This page provides opportunities for you to quiet down, chill out, and spend some quality time with the inner you.
Even before the worldwide outbreak of Covid-19, I had trouble with insomnia. Every night, I would close my eyes to go to sleep, and start to drift off. Then, just as I was on the verge of falling asleep, my mind seemed to snap into an unpleasant, re-awakened state, characterized by constant, circular patterns of anxious or negative thinking. Though I was aware of what was happening, I could not stop the thoughts, no matter how hard I tried. I would lie awake for hours.
This “normal” bedtime anxiety ritual has been eliminated since starting the meditation practice below:
Yoga nidra is an artful, exploratory method of relaxation inspired by old school Hindu scriptures. It is a type of meditation that combines a focus on the body with symbolic mental imagery. Yoga nidra invites muscular, emotional, and mental tension release by inducing a state between sleep and wakefulness. Essentially, one rests fully while still awake. If you share my issues with insomnia, or are ready to take your general stress level down a notch, give this style of meditation a try. The practice can be done any time of the day, not just before bed.

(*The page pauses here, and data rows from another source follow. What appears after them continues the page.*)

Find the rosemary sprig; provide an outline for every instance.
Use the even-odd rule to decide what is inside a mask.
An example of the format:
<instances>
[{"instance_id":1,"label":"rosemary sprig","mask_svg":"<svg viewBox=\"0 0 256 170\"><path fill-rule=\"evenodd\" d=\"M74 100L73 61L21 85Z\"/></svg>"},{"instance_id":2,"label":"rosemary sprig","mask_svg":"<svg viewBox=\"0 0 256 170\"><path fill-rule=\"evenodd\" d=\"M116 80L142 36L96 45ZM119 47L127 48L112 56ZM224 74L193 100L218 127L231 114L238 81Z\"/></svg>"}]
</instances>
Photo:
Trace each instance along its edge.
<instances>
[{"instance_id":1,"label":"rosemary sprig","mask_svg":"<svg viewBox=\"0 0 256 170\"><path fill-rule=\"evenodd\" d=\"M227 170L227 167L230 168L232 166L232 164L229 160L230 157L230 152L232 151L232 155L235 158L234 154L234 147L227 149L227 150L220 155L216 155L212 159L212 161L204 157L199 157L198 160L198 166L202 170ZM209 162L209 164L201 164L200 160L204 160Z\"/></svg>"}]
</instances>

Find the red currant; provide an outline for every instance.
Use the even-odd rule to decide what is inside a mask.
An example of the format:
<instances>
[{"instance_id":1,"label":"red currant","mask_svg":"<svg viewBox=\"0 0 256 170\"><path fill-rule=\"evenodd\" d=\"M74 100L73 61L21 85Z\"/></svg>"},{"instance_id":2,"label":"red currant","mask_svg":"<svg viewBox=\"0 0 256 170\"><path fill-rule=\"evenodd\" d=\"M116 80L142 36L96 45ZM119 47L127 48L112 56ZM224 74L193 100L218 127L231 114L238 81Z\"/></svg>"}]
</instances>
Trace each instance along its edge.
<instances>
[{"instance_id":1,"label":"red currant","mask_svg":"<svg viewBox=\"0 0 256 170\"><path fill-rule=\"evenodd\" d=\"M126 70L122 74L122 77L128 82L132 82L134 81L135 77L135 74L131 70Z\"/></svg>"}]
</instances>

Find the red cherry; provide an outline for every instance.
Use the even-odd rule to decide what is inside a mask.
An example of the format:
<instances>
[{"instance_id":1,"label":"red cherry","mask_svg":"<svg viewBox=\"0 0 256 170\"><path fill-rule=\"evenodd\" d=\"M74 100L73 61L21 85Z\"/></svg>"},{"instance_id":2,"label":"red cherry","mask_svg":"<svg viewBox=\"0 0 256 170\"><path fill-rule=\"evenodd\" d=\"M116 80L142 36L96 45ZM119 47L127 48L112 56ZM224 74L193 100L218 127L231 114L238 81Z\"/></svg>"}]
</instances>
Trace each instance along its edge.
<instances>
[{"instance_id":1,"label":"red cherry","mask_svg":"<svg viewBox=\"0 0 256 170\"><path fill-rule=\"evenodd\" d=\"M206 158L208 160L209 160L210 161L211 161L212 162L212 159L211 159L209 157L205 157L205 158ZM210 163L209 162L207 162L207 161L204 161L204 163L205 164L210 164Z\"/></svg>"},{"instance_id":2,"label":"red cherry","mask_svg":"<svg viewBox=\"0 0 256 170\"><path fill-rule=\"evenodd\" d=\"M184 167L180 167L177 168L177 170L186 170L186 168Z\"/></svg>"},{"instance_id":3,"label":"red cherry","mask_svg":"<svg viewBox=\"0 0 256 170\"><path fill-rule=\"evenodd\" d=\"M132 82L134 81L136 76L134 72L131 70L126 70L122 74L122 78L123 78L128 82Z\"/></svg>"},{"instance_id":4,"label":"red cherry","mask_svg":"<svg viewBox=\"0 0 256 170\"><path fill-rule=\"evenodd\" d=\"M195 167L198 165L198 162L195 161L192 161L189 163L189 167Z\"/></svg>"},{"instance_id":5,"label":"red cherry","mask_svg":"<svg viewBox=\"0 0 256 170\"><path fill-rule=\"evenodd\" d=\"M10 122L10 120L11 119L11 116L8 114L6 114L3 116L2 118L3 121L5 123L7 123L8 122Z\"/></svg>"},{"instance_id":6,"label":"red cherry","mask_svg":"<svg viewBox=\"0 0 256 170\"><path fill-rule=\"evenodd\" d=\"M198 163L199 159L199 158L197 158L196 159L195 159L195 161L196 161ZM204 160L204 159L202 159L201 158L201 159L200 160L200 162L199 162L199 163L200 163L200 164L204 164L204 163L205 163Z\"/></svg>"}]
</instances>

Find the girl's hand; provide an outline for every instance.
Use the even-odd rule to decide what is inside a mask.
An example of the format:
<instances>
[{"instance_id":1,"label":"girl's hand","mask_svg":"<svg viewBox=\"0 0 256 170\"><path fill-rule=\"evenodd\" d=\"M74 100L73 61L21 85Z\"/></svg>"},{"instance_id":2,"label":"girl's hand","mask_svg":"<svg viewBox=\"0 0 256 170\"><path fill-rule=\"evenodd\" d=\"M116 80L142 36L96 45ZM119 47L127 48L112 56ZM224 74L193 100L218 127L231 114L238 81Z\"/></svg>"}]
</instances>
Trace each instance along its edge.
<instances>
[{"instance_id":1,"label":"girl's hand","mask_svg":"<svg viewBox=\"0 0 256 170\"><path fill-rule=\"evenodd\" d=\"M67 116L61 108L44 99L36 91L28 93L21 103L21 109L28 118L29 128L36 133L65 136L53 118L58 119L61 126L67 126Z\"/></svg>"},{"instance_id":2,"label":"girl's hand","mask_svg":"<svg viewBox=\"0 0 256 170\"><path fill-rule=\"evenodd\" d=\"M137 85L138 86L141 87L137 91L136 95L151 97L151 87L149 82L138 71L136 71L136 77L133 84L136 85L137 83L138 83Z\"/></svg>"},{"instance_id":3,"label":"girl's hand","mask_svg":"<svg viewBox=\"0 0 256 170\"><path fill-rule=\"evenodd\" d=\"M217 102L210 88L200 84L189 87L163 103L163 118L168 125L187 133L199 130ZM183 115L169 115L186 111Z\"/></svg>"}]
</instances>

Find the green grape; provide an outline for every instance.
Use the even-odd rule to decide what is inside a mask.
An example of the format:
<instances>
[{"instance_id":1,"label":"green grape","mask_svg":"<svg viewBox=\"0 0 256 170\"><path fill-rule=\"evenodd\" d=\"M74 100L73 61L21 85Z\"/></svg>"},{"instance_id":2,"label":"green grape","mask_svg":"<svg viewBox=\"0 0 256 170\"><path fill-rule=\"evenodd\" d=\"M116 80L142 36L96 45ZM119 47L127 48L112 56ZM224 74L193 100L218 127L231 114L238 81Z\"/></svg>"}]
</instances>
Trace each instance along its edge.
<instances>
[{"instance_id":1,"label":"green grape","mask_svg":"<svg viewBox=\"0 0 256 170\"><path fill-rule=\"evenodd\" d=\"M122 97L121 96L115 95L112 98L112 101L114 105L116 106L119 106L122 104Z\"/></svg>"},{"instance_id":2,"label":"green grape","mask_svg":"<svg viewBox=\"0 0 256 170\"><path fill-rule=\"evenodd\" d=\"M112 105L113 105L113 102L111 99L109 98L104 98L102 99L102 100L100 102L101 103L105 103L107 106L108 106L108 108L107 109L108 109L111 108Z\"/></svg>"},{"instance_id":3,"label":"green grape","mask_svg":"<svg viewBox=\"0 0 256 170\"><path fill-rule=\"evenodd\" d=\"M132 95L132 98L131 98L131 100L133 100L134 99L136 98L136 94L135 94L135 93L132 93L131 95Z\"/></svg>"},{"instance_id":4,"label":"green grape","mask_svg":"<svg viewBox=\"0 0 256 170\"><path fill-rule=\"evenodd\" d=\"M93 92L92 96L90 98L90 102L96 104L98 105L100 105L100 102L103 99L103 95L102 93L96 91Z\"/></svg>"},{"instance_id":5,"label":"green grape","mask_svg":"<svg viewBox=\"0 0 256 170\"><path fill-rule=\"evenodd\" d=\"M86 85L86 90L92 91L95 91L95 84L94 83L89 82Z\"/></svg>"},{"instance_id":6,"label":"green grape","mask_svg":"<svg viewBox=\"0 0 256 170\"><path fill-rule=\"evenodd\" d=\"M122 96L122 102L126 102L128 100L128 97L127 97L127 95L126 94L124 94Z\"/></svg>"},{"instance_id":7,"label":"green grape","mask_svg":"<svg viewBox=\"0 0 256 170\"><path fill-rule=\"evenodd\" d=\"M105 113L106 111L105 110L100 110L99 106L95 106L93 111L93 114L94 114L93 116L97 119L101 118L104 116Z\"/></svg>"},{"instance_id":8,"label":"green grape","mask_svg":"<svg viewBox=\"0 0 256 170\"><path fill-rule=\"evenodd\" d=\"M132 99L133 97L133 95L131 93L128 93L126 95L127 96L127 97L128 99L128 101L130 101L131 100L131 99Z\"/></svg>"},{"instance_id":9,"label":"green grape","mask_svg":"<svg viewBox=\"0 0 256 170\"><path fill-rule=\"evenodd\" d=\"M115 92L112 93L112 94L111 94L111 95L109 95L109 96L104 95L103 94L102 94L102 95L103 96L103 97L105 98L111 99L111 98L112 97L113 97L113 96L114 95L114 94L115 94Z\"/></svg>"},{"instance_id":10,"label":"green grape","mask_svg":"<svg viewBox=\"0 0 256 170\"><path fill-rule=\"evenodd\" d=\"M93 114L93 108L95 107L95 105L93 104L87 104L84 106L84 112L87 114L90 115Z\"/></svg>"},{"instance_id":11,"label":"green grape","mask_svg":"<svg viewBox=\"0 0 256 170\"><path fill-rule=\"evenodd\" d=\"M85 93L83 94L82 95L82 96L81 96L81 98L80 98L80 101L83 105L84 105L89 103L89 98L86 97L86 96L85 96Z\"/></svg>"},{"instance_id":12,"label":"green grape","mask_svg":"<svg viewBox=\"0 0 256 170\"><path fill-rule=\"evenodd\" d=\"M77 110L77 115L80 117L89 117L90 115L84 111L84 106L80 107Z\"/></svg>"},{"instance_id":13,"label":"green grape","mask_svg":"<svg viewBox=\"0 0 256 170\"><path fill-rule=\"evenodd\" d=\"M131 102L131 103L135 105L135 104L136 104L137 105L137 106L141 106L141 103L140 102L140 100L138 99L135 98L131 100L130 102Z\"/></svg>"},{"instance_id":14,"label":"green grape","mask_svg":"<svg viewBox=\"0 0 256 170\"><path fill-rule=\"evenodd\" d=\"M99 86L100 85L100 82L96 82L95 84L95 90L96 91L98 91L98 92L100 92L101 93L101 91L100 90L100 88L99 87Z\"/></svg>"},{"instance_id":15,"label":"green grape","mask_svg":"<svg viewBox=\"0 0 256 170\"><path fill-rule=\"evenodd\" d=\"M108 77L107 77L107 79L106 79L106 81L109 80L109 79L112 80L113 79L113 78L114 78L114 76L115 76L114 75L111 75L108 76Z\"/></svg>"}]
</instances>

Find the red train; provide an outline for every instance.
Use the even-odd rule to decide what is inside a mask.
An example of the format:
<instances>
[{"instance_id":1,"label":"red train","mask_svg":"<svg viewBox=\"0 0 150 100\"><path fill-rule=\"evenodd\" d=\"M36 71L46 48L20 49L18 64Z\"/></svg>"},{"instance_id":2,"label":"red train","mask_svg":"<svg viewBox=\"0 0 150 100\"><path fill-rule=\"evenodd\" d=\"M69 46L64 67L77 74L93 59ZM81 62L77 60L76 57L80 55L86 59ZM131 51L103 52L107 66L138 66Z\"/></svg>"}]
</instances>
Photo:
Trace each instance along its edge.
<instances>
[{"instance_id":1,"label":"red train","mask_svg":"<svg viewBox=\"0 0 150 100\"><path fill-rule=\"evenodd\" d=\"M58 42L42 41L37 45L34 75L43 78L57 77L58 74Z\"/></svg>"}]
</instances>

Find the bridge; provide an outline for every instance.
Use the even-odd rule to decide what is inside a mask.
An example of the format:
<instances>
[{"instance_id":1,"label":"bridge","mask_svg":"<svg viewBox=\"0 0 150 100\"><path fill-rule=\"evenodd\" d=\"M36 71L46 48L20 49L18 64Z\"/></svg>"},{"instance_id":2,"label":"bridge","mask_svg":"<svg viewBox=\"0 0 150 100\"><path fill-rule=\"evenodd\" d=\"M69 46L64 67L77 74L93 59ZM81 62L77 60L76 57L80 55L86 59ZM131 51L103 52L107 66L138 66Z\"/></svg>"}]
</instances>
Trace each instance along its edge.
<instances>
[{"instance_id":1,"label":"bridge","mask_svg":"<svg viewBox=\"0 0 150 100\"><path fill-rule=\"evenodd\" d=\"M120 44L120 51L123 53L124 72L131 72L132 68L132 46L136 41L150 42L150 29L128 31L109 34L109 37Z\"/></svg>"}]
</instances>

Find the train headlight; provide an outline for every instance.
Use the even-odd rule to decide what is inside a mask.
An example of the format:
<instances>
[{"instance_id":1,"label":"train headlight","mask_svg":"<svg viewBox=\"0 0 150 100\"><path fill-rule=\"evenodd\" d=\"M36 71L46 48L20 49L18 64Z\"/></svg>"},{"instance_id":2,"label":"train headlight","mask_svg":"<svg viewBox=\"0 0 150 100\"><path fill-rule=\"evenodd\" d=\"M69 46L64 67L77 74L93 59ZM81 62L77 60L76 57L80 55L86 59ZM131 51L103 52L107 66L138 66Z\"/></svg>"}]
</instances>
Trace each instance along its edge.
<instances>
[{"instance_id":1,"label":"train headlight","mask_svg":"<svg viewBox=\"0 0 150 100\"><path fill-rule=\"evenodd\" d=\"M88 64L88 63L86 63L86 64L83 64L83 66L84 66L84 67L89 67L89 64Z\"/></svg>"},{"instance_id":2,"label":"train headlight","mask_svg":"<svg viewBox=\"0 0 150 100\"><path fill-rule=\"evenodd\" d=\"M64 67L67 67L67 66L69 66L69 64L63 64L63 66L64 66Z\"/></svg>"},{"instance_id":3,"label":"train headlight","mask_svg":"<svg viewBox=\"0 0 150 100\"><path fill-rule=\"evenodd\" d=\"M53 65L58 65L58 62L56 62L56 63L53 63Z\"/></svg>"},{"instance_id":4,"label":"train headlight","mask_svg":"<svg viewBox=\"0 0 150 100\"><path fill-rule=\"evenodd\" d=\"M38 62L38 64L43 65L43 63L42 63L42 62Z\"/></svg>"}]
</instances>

The nidra sessions I am reading in the tracks below all come from a book entitled Yoga Nidra, written by Swami Satyananda Saraswati. Check out more of this Swami and learn more about the practice in my recent post here. You do not need to know anything about yoga nidra for it to have a profound effect on you.
In preparation for yoga nidra:
Listen to nidra tracks through speakers or headphones. Find a quiet spot out of direct sunlight where you will not be disturbed. Each session lasts anywhere between 20 and 50 minutes.
Nidra session 1:
Each yoga nidra session begins with a resolve, or intention that should be chosen by you. What are you aiming for? Who do you wish to be? Pick a word or short phrase that encompasses an important goal you wish to achieve, or a trait you wish to acquire. Some example of this: “I am healthy”, “openness”, or “I share the wealth”. Repeat the same statement for several sessions to reinforce the intention, and always state them in the present tense, as if they are already true.